The correct option is B $\frac{1}{8}(3-\frac{95}{24}x)$

Since $x^2$ and the higher powers may be neglected, it will be sufficient to retain the first two terms in the expansion of each binomial.
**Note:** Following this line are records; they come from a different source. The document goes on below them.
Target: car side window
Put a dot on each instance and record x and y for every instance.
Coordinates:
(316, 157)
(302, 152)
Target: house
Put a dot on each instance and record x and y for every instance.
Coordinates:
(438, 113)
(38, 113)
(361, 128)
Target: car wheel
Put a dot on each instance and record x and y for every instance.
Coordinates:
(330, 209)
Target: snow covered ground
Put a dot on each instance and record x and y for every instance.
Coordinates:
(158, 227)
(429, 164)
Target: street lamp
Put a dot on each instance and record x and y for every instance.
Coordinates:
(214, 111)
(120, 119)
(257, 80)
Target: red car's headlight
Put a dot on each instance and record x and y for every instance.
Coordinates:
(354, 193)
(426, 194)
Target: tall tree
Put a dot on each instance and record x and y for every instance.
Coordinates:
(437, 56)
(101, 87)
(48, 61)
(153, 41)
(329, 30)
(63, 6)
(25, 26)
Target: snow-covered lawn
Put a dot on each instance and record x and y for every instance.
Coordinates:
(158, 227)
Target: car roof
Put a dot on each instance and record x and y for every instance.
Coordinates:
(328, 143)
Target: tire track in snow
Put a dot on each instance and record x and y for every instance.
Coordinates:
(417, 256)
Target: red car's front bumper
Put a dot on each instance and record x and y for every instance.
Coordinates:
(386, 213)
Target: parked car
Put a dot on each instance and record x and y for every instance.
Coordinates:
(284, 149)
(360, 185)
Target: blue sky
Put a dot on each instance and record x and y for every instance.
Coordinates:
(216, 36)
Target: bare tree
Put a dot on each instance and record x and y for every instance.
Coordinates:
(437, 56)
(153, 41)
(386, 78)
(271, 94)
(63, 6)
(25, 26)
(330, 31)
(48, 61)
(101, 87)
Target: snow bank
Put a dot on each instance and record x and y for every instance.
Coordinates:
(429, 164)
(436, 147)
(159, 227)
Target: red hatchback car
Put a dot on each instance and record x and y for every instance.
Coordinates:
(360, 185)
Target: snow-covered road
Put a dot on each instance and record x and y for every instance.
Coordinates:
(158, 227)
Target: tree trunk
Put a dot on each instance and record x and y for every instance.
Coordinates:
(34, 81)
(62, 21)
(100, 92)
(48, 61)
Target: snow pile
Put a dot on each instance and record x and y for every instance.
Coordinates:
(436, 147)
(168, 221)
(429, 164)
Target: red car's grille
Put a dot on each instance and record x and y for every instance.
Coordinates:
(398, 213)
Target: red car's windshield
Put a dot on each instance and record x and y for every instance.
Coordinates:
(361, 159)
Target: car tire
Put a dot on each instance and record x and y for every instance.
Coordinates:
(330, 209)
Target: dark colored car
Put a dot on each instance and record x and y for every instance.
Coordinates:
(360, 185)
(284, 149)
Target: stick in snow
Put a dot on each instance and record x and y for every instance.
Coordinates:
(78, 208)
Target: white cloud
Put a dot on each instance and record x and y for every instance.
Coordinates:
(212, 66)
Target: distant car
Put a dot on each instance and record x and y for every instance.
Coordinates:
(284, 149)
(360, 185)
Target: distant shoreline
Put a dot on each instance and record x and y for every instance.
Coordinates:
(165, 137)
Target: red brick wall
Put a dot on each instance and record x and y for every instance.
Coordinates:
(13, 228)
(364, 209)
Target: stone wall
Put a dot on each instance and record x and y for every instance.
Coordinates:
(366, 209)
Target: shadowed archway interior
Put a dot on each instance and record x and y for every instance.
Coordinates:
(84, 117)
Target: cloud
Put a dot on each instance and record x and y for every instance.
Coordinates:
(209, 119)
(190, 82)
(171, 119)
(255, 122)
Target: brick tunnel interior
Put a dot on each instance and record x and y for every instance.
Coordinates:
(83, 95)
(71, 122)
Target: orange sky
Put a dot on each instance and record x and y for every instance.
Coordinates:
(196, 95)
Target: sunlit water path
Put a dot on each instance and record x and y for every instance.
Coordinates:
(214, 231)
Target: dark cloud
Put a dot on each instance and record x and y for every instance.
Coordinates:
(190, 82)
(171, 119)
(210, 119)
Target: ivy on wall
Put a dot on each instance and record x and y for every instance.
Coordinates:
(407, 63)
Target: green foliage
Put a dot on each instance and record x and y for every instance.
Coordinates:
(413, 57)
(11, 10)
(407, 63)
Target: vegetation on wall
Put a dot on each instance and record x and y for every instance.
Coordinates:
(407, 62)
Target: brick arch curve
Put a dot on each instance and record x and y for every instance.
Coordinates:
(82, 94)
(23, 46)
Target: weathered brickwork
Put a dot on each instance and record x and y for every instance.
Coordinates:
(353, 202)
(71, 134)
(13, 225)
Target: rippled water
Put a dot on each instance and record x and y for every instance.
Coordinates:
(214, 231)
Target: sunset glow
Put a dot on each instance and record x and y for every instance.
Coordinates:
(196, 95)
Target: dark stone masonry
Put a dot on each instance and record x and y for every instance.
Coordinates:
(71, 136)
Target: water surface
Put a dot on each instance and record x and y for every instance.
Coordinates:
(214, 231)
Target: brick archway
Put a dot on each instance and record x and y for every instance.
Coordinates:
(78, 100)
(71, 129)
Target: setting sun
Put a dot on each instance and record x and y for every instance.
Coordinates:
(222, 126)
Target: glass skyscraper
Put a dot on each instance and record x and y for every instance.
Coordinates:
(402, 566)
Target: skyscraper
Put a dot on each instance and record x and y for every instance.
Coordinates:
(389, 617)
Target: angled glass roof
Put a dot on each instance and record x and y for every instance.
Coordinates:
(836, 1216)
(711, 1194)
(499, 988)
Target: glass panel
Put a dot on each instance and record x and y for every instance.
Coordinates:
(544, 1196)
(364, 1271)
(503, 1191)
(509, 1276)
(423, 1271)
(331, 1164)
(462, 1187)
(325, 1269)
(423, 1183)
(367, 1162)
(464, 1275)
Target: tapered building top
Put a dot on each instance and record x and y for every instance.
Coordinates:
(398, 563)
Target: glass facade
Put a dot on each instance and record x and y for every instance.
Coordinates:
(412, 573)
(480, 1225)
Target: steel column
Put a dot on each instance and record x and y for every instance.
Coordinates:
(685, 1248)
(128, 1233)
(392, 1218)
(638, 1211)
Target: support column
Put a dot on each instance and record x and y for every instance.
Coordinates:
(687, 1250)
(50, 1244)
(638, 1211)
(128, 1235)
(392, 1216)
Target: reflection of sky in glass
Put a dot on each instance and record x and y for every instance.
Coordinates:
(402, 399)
Therefore the expression $=\frac{{(1+\frac{2}{3}x)}^{-5}+2{(1+\frac{x}{2})}^{\frac{1}{2}}}{8{(1+\frac{x}{4})}^{\frac{3}{2}}}$
$=\frac{(1-\frac{10}{3}x)+2(1+\frac{1}{4}x)}{8(1+\frac{3}{8}x)}$
$=\frac{1}{8}(3-\frac{17}{6}x){(1+\frac{3}{8}x)}^{-1}=\frac{1}{8}(3-\frac{17}{6}x)(1-\frac{3}{8}x)=\frac{1}{8}(3-\frac{95}{24}x)$
The term involving $x^2$ being neglected.